The Cleveland Cavaliers and Golden State Warriors will both be trying to deliver a championship to their title-starved fans when the NBA Finals open this week with a mouth-watering matchup between two of the game’s best players.
While the Warriors last won a title for the city of Oakland in 1975, the city of Cleveland has not celebrated a championship since the 1964 Cleveland Browns of the National Football League.
Both the Warriors and Cavaliers will be leaning on their respective most valuable players to restore glory, and though Stephen Curry took home the league’s top player award this year LeBron James still wears the unofficial crown.
What four-time MVP James has accomplished with this season’s Cavaliers team is one of his greatest feats and has returned him to the NBA Finals for the fifth consecutive year, a feat not accomplished since 1966.
With his key sidekicks either sidelined or hobbled, James has averaged 27.6 points, 10.4 rebounds and 8.3 assists during the post-season.
The Warriors’s 40-year wait to return to the Finals has come at a physical price.
Curry, averaging 29.2 points during the postseason, took a violent fall in the Western Conference final and has not appeared quite the same since.

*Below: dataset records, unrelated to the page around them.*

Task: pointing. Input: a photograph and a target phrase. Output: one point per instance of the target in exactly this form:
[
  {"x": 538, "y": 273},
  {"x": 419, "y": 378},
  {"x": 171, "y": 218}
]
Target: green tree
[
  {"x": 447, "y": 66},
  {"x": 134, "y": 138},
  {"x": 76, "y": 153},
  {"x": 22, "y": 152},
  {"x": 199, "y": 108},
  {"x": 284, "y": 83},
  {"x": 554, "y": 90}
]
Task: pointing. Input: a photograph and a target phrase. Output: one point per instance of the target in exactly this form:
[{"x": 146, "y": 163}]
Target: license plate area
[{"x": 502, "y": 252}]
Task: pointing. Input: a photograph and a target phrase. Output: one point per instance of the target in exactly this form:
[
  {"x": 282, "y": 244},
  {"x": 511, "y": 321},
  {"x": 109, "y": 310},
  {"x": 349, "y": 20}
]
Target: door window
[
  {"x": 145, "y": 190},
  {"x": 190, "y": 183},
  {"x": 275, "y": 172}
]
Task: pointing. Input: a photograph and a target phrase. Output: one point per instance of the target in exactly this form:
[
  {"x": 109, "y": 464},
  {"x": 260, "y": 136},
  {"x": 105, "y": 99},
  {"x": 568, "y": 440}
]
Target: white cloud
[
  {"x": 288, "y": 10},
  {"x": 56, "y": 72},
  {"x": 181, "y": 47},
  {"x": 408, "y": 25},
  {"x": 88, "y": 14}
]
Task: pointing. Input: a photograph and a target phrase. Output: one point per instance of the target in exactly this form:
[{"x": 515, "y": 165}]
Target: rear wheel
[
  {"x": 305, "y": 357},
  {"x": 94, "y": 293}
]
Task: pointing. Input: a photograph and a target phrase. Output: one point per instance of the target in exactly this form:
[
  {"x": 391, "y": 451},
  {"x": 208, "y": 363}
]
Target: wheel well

Working in the Warriors favour is that Thursday’s Game One will have given each team seven days, which is the longest gap in history between the end of the conference finals and start of the Finals.
Rust could be an issue for both sides and the job of preparation will fall on the shoulders of a pair of first-year head coaches.
Golden State’s Steve Kerr and Cleveland’s David Blatt give the Finals two rookie NBA coaches for the first time since the league’s inaugural season (1946-47).
The two have taken divergent paths to get here, however.
The schedule:
Game 1 (June 4) & Game 2 (June 7) at Golden State; Game 3 (June 9) & Game 4 (June 11) at Cleveland.
If needed: Game 5 (June 14, Golden State), Game 6 (June 16, Cleveland) and Game 7 (June 19, Golden State).